Fifteen patients (8 females, 7 males, median age 67 years, range 28-81 years) with metastatic NETs (8 endocrine pancreatic tumors, 7 midgut carcinoids) were enrolled in the study. All patients were in progressive disease (objective: 11 patients, symptomatic: 10 patients, biochemical: 11 patients) after treatment with slow release lanreotide, 30 mg every 14 days for a median time of 8 months (range 3-19 months). All patients had measurable disease; 12 patients had elevated serum and/or urine markers and 11 were symptomatic. Octreotide scintigraphy was positive in 13 of 15 patients. Octreotide LAR was administered as i.m. injection at the dose of 20 mg every four weeks until disease progression.
An objective partial response (PR) was documented in one patient (7%), no change (NC) in six (40%), and progressive disease (PD) in eight patients (53%). The PR was observed in one patient with non-functioning endocrine pancreatic tumor with progressive liver and lymph node metastases after 16 months of i.m. lanreotide therapy. The median duration of disease stabilization was 7.5 months (range 6-12+ months). The overall biochemical response rate was 41%, including CRs (33%) and PRs (8%); biochemical responses were observed in carcinoids as well as in endocrine pancreatic tumors; the median duration of response was 5 months for CRs and 7.5 months for PRs. The overall symptomatic response rate was 82%. The median duration of response for diarrhoea, abdominal pain, or both was 6.5 months (range 3-12+ months). Improvement in performance status (PS) was obtained in 5 of 11 patients with PS of 1 at study entry. Median duration of octreotide LAR treatment was seven months (range 3-12+ months). No serious adverse events were reported; mild side effects were reported in 26% of patients.

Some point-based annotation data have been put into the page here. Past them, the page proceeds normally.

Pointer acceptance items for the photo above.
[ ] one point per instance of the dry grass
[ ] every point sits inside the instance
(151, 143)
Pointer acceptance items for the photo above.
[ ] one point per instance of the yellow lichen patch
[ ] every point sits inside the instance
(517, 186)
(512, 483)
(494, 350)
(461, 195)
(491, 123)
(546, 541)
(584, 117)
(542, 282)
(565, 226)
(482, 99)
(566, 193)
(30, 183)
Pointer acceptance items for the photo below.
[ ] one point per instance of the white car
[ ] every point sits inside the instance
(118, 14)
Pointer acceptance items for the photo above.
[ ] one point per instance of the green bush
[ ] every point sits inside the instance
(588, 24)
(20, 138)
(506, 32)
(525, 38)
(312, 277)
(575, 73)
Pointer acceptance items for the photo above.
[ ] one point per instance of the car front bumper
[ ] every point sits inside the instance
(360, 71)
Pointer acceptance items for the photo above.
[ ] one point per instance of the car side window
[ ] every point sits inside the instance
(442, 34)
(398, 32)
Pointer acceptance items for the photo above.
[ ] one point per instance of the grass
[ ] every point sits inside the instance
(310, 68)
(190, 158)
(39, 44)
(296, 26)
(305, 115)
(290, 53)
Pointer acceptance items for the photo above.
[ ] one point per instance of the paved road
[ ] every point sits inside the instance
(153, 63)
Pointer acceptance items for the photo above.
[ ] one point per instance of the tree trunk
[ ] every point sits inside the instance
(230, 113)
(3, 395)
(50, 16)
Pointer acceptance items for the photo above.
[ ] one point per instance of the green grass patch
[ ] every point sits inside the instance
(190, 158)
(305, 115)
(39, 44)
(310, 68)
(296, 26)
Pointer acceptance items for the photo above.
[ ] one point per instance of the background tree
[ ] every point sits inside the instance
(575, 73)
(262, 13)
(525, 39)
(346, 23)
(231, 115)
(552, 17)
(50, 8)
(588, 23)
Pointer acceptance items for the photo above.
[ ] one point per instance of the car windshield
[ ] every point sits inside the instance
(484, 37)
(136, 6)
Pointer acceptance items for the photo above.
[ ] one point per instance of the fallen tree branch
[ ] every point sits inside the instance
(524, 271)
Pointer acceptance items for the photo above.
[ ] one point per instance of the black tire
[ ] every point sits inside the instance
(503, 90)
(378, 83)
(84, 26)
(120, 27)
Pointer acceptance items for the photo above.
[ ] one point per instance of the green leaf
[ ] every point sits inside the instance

Octreotide LAR 20 mg shows significant efficacy in terms of objective response rate (PR + SD), biochemical and symptomatic control in patients with metastatic NETs of the GEP system pretreated and progressing on slow release lanreotide.
在本研究中,我们调查了醋酸奥曲肽(奥曲肽长效注射剂)对先前接受过醋酸亮丙瑞林治疗且治疗失败的转移性神经内分泌肿瘤(NETs)患者的疗效和耐受性。
15例转移性NETs患者(8例女性,7例男性,中位年龄67岁,范围28 - 81岁)(8例为内分泌胰腺肿瘤,7例为中肠类癌)纳入本研究。所有患者在接受每14天30mg缓释亮丙瑞林治疗中位时间8个月(范围3 - 19个月)后均处于疾病进展期(客观进展:11例患者,有症状:10例患者,生化指标进展:11例患者)。所有患者均有可测量的疾病;12例患者血清和/或尿液标志物升高,11例有症状。15例患者中有13例奥曲肽闪烁扫描呈阳性。奥曲肽长效注射剂每四周皮下注射20mg,直至疾病进展。
1例患者(7%)出现客观部分缓解(PR),6例(40%)病情无变化(NC),8例患者(53%)疾病进展(PD)。PR出现在1例非功能性内分泌胰腺肿瘤患者中,该患者在接受皮下注射亮丙瑞林治疗16个月后出现肝脏和淋巴结转移进展。疾病稳定的中位持续时间为7.5个月(范围6 - 12 +个月)。总体生化缓解率为41%,包括完全缓解(CRs,33%)和部分缓解(PRs,8%);类癌和内分泌胰腺肿瘤均观察到生化缓解;CRs的中位缓解持续时间为5个月,PRs为7.5个月。总体症状缓解率为82%。腹泻、腹痛或两者的中位缓解持续时间为6.5个月(范围3 - 12 +个月)。11例研究入组时体能状态(PS)为1的患者中有5例体能状态得到改善。奥曲肽长效注射剂治疗的中位持续时间为7个月(范围3 - 12 +个月)。未报告严重不良事件;26%的患者报告有轻度副作用。
20mg奥曲肽长效注射剂在客观缓解率(PR + SD)、生化指标和症状控制方面对先前接受缓释亮丙瑞林治疗且病情进展的GEP系统转移性NETs患者显示出显著疗效。